古馬長距離路線の頂点を決する天皇賞・春(G1、阪神・芝3200メートル)が5月1日に行なわれる。

 今年は、京都競馬場が改修中のため、昨年に続いて阪神競馬場が舞台になる。昨年はレコードタイム(3分14秒7)という高速決着となったが、29日時点での予報によると、当日の天気予報は「曇りのち雨」となっており、それほどのスピード勝負にはなりそうにない。それを踏まえながら、今春の”盾争い”を展望してみよう。

 今年の大きな特徴は、出走を予定している馬のうち、昨年同様にG1ホースが1頭しかいないこと。昨年の菊花賞(G1、阪神・芝3000メートル)を逃げ切り勝ちしたタイトルホルダー(牡4歳/美浦・栗田徹厩舎)ただ1頭だけなのだ。

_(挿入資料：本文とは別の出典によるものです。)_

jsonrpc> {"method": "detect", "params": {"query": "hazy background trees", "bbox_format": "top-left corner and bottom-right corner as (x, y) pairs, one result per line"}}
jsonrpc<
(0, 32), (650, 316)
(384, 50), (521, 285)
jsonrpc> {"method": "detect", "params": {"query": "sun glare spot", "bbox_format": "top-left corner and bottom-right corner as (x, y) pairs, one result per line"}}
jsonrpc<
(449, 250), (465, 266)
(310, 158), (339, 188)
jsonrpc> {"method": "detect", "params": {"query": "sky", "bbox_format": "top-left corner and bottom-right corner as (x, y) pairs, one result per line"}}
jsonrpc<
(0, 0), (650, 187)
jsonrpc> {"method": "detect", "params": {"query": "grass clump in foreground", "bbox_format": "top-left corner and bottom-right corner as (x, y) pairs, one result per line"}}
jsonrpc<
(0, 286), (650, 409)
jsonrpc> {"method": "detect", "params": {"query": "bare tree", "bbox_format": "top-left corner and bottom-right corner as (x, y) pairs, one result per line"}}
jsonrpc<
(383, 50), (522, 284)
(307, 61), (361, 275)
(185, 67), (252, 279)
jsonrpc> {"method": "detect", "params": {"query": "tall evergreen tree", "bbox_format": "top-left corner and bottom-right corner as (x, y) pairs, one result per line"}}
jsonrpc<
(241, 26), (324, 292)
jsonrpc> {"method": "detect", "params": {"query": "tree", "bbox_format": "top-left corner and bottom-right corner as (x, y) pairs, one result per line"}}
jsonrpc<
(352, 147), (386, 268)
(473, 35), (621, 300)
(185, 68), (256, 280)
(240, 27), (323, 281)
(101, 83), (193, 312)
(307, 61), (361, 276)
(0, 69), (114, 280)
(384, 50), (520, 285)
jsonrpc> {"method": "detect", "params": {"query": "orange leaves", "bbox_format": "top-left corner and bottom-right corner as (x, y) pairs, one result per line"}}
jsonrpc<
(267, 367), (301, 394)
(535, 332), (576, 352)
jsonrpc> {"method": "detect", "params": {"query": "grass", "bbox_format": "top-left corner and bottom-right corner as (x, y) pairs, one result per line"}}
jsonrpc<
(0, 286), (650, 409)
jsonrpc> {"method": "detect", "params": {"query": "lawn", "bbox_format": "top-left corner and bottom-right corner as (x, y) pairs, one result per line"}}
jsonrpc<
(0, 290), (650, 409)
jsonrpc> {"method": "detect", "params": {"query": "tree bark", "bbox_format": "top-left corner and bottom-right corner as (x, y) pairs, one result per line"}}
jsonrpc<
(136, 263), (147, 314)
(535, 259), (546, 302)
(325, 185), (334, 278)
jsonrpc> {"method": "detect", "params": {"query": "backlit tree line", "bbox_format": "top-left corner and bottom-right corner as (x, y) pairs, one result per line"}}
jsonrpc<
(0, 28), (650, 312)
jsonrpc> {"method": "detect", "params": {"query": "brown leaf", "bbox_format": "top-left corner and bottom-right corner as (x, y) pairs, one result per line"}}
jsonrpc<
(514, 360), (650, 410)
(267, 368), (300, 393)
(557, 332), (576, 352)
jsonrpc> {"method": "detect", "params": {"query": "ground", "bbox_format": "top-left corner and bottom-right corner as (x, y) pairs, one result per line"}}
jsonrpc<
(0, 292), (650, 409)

 長距離戦線が手薄になるのは日本のみならず、欧米を中心とする主要開催国でも同じような傾向を示しており、春の天皇賞や菊花賞に出走するトップホースが年々減少する傾向はオールドファンにとって寂しい限りだが、引退後の種牡馬ビジネスを考えればやむを得ないことではある。

 とはいえ、騎手の駆け引きや血統を含めた予想が特に重視されるなど、長距離レース特有の魅力が失われたわけではない(と筆者は思いたい)。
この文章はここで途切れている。